Among the celebrities born in those most auspicious of years are Leonardo da Vinci, Charles Dickens, Oskar Schindler, Elizabeth Taylor and the military leader He Long, as well as basketball hero Yao Ming and Celine Dion, who is big in China.
He Fu (27), a sales assistant in the wine industry, says he has felt anxious during every spring festival since he started working. “I know that it takes time to make enough money for the family, but I can’t stop feeling pressured. During the festival, relatives always ask how much money I make and whether I have married and got an apartment. It is not really great around them.
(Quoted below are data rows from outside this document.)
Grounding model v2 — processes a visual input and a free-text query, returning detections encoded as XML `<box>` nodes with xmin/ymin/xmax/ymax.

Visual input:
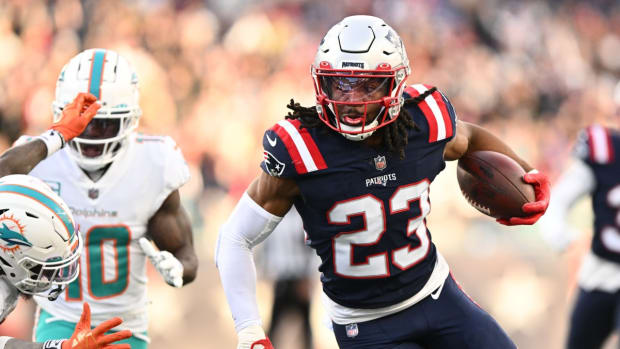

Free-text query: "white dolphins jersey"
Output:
<box><xmin>0</xmin><ymin>277</ymin><xmax>19</xmax><ymax>324</ymax></box>
<box><xmin>30</xmin><ymin>134</ymin><xmax>189</xmax><ymax>332</ymax></box>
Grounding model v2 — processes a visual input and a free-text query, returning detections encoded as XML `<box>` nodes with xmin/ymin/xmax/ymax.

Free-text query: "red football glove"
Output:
<box><xmin>50</xmin><ymin>92</ymin><xmax>101</xmax><ymax>142</ymax></box>
<box><xmin>250</xmin><ymin>338</ymin><xmax>274</xmax><ymax>349</ymax></box>
<box><xmin>62</xmin><ymin>302</ymin><xmax>131</xmax><ymax>349</ymax></box>
<box><xmin>497</xmin><ymin>170</ymin><xmax>551</xmax><ymax>225</ymax></box>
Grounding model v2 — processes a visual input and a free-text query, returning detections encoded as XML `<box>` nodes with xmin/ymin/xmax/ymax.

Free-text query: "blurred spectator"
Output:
<box><xmin>0</xmin><ymin>0</ymin><xmax>620</xmax><ymax>348</ymax></box>
<box><xmin>257</xmin><ymin>207</ymin><xmax>320</xmax><ymax>349</ymax></box>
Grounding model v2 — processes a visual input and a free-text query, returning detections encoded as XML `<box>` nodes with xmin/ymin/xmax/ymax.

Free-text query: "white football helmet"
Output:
<box><xmin>0</xmin><ymin>175</ymin><xmax>82</xmax><ymax>300</ymax></box>
<box><xmin>52</xmin><ymin>49</ymin><xmax>142</xmax><ymax>171</ymax></box>
<box><xmin>311</xmin><ymin>16</ymin><xmax>411</xmax><ymax>141</ymax></box>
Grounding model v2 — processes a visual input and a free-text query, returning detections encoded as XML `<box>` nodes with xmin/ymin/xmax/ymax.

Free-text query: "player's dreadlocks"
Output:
<box><xmin>286</xmin><ymin>87</ymin><xmax>437</xmax><ymax>159</ymax></box>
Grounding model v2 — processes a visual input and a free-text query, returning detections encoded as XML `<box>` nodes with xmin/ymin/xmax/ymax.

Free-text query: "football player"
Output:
<box><xmin>215</xmin><ymin>16</ymin><xmax>549</xmax><ymax>349</ymax></box>
<box><xmin>22</xmin><ymin>49</ymin><xmax>198</xmax><ymax>349</ymax></box>
<box><xmin>0</xmin><ymin>94</ymin><xmax>131</xmax><ymax>349</ymax></box>
<box><xmin>541</xmin><ymin>125</ymin><xmax>620</xmax><ymax>349</ymax></box>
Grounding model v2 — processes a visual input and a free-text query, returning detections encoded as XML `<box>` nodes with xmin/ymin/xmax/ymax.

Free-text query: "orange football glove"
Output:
<box><xmin>50</xmin><ymin>92</ymin><xmax>101</xmax><ymax>142</ymax></box>
<box><xmin>62</xmin><ymin>302</ymin><xmax>131</xmax><ymax>349</ymax></box>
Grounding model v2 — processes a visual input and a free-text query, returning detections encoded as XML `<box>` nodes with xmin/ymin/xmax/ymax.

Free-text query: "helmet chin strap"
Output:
<box><xmin>47</xmin><ymin>285</ymin><xmax>63</xmax><ymax>302</ymax></box>
<box><xmin>329</xmin><ymin>105</ymin><xmax>385</xmax><ymax>142</ymax></box>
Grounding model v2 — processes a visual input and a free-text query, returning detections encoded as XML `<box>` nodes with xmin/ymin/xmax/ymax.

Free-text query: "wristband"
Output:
<box><xmin>35</xmin><ymin>130</ymin><xmax>65</xmax><ymax>158</ymax></box>
<box><xmin>43</xmin><ymin>339</ymin><xmax>65</xmax><ymax>349</ymax></box>
<box><xmin>0</xmin><ymin>336</ymin><xmax>13</xmax><ymax>349</ymax></box>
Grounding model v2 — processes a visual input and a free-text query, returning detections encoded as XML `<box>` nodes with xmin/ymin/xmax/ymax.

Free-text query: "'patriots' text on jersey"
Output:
<box><xmin>261</xmin><ymin>84</ymin><xmax>456</xmax><ymax>309</ymax></box>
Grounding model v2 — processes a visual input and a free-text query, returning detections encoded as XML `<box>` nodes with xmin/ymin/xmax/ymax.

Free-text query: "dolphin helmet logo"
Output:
<box><xmin>0</xmin><ymin>215</ymin><xmax>32</xmax><ymax>251</ymax></box>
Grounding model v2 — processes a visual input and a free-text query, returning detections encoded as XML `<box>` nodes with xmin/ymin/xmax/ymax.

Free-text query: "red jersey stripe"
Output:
<box><xmin>272</xmin><ymin>124</ymin><xmax>308</xmax><ymax>174</ymax></box>
<box><xmin>287</xmin><ymin>120</ymin><xmax>327</xmax><ymax>170</ymax></box>
<box><xmin>424</xmin><ymin>85</ymin><xmax>453</xmax><ymax>138</ymax></box>
<box><xmin>405</xmin><ymin>86</ymin><xmax>438</xmax><ymax>143</ymax></box>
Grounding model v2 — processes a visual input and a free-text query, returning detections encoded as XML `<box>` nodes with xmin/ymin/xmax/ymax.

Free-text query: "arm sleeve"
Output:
<box><xmin>540</xmin><ymin>159</ymin><xmax>596</xmax><ymax>251</ymax></box>
<box><xmin>215</xmin><ymin>193</ymin><xmax>282</xmax><ymax>332</ymax></box>
<box><xmin>405</xmin><ymin>84</ymin><xmax>457</xmax><ymax>143</ymax></box>
<box><xmin>0</xmin><ymin>336</ymin><xmax>13</xmax><ymax>349</ymax></box>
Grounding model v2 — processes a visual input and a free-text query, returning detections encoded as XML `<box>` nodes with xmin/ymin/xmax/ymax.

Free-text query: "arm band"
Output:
<box><xmin>35</xmin><ymin>130</ymin><xmax>65</xmax><ymax>158</ymax></box>
<box><xmin>215</xmin><ymin>192</ymin><xmax>282</xmax><ymax>332</ymax></box>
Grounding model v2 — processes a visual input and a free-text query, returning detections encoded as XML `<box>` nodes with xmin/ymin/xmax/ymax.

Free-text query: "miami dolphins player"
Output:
<box><xmin>541</xmin><ymin>125</ymin><xmax>620</xmax><ymax>349</ymax></box>
<box><xmin>23</xmin><ymin>49</ymin><xmax>197</xmax><ymax>349</ymax></box>
<box><xmin>215</xmin><ymin>16</ymin><xmax>549</xmax><ymax>349</ymax></box>
<box><xmin>0</xmin><ymin>94</ymin><xmax>131</xmax><ymax>349</ymax></box>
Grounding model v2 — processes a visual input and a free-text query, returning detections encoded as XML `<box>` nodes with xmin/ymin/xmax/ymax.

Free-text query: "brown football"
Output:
<box><xmin>456</xmin><ymin>151</ymin><xmax>535</xmax><ymax>218</ymax></box>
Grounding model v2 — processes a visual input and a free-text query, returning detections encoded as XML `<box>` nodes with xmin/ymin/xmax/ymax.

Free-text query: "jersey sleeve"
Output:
<box><xmin>260</xmin><ymin>125</ymin><xmax>297</xmax><ymax>178</ymax></box>
<box><xmin>405</xmin><ymin>84</ymin><xmax>457</xmax><ymax>143</ymax></box>
<box><xmin>0</xmin><ymin>278</ymin><xmax>19</xmax><ymax>323</ymax></box>
<box><xmin>573</xmin><ymin>125</ymin><xmax>614</xmax><ymax>166</ymax></box>
<box><xmin>11</xmin><ymin>135</ymin><xmax>36</xmax><ymax>147</ymax></box>
<box><xmin>153</xmin><ymin>136</ymin><xmax>190</xmax><ymax>210</ymax></box>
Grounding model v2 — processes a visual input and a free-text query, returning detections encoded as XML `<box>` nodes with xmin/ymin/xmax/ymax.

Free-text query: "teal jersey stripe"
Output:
<box><xmin>88</xmin><ymin>50</ymin><xmax>105</xmax><ymax>98</ymax></box>
<box><xmin>0</xmin><ymin>184</ymin><xmax>75</xmax><ymax>237</ymax></box>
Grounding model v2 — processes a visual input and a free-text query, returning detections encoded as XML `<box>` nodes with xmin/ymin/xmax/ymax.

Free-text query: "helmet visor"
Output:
<box><xmin>321</xmin><ymin>76</ymin><xmax>391</xmax><ymax>102</ymax></box>
<box><xmin>15</xmin><ymin>238</ymin><xmax>82</xmax><ymax>294</ymax></box>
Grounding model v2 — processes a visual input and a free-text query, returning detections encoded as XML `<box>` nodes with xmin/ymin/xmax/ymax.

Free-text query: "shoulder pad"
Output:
<box><xmin>11</xmin><ymin>135</ymin><xmax>36</xmax><ymax>147</ymax></box>
<box><xmin>573</xmin><ymin>125</ymin><xmax>614</xmax><ymax>165</ymax></box>
<box><xmin>405</xmin><ymin>84</ymin><xmax>457</xmax><ymax>143</ymax></box>
<box><xmin>261</xmin><ymin>119</ymin><xmax>327</xmax><ymax>178</ymax></box>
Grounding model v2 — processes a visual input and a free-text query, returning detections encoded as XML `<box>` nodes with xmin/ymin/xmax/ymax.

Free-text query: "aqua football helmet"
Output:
<box><xmin>52</xmin><ymin>49</ymin><xmax>142</xmax><ymax>171</ymax></box>
<box><xmin>311</xmin><ymin>16</ymin><xmax>411</xmax><ymax>141</ymax></box>
<box><xmin>0</xmin><ymin>175</ymin><xmax>82</xmax><ymax>300</ymax></box>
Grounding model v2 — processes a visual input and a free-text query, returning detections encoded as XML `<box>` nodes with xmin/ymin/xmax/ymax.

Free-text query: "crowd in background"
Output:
<box><xmin>0</xmin><ymin>0</ymin><xmax>620</xmax><ymax>349</ymax></box>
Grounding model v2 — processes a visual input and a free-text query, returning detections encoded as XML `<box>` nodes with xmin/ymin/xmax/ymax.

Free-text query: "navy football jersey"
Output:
<box><xmin>261</xmin><ymin>84</ymin><xmax>456</xmax><ymax>309</ymax></box>
<box><xmin>575</xmin><ymin>125</ymin><xmax>620</xmax><ymax>263</ymax></box>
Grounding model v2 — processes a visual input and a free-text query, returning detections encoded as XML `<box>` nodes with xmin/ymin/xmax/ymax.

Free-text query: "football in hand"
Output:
<box><xmin>457</xmin><ymin>151</ymin><xmax>536</xmax><ymax>218</ymax></box>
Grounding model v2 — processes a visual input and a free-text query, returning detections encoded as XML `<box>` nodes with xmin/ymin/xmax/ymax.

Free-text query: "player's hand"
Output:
<box><xmin>62</xmin><ymin>302</ymin><xmax>131</xmax><ymax>349</ymax></box>
<box><xmin>237</xmin><ymin>326</ymin><xmax>274</xmax><ymax>349</ymax></box>
<box><xmin>50</xmin><ymin>92</ymin><xmax>101</xmax><ymax>142</ymax></box>
<box><xmin>138</xmin><ymin>238</ymin><xmax>183</xmax><ymax>287</ymax></box>
<box><xmin>497</xmin><ymin>170</ymin><xmax>551</xmax><ymax>225</ymax></box>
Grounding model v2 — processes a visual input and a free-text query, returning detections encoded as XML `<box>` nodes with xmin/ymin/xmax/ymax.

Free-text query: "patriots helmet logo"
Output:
<box><xmin>0</xmin><ymin>215</ymin><xmax>32</xmax><ymax>251</ymax></box>
<box><xmin>263</xmin><ymin>150</ymin><xmax>285</xmax><ymax>177</ymax></box>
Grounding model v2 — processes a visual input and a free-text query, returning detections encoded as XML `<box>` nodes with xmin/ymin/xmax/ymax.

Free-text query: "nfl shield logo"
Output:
<box><xmin>345</xmin><ymin>324</ymin><xmax>359</xmax><ymax>338</ymax></box>
<box><xmin>374</xmin><ymin>155</ymin><xmax>387</xmax><ymax>171</ymax></box>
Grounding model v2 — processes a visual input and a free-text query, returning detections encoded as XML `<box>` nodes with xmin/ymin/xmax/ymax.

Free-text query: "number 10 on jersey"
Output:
<box><xmin>66</xmin><ymin>225</ymin><xmax>131</xmax><ymax>301</ymax></box>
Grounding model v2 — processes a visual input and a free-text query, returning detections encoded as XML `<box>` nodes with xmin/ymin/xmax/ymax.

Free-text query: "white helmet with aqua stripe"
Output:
<box><xmin>52</xmin><ymin>49</ymin><xmax>142</xmax><ymax>171</ymax></box>
<box><xmin>0</xmin><ymin>175</ymin><xmax>82</xmax><ymax>300</ymax></box>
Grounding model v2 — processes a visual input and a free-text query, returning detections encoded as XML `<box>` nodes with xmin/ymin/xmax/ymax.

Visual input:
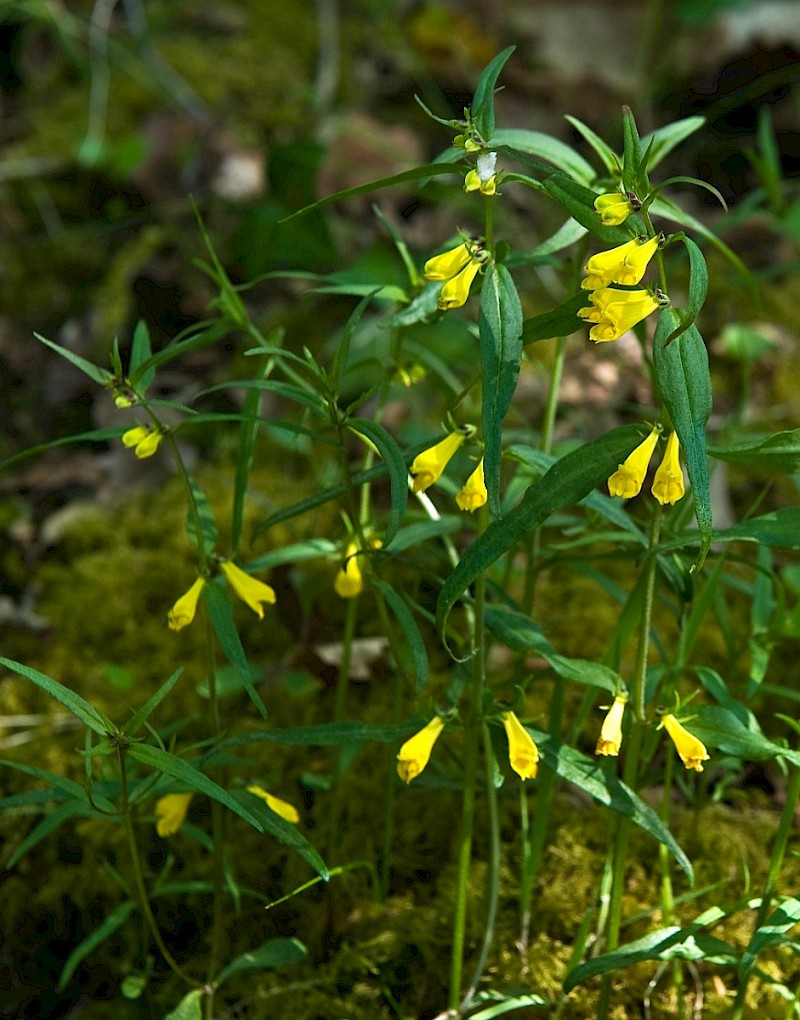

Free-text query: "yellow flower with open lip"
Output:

So I always try to avoid visiting them.”
The Year of the Sheep (or goat – both are the same in Chinese), which ends today, February 8th, is seen as not particularly lucky, so much so that it was blamed for a nearly 2 per cent drop in the number of babies born in China in 2015. In all, 16.55 million children were born last year, about 320,000 fewer than in the previous year, even though the country had relaxed its one-child family planning policy in 2013.
There are reports that because of sluggish growth in the cities and factory towns, some migrants are considering staying home after the new year. Bad working conditions will not make them more likely to return, so it’s a problem that needs to be addressed.
Unpaid wages can have a major impact on social stability and, in the year just ended, a total of 4,815 complaints relating to the wages of migrant workers were referred to public bodies for investigation, according to the ministry of human resources and social security.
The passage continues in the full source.